The only times I saw Earle after I left the Observer in the summer of 1999 would be at either his boardwalk stands or in the Ocean County Mall at his sports souvenir and memorabilia kiosk. In 2003, he, my former boss, Al Ditzel, and photographer, Pete Picknally at the paper, and some others went to what was the final opening day at Veterans Stadium in Philadelphia between the Phillies and Pittsburgh Pirates during the time I was in between my jobs in Key West and Palatka. It was 43 degrees that day. God, it was cold!

The last time I saw Earle was the Summer of 2014 while I was up in Toms River for my 30th class reunion and got to see my old Little League, Toms River, win a state championship. It was just a passing "Hi!" and to catch up on things.

And so with his passing, so much thought comes to mind. I think to my former Observer compatriot, Steve Falk, who has taken what Earle passed down to him in my later years at the paper, and run with the wrestling baton as the main man in covering that sport at the Asbury Park Press. And believe Steve when he said how much he hated wrestling -- I was there to hear it back then!

Wrestling was already a top sport in Ocean County, the Shore area, the state of New Jersey when Earle began writing about it in 1983 -- he helped elevate it to a point no one had seen it, especially in a time period when the newspaper was the only way to find out how matches went in detail if you could not be there yourself. And if you were there, you just wanted to read Earle's take on the match just to see if he and you were thinking the same thing about that match and its key moments.
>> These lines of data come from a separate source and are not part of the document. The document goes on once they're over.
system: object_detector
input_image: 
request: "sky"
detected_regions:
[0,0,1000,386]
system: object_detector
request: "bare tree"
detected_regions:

Being at the Observer was a lot of work, but I could not have picked a better time to be working at the newspaper, which I did from 1984-99. We elevated all local high school and college sports to a new level not quite seen before. But no sport in Ocean County got elevated the way wrestling was.

That was all Earle, colorful writing and all, even if it took him a number of paragraphs to get to the main point.

R.I.P. Earle. It was always knowledgeable what you wrote ... entertaining, too.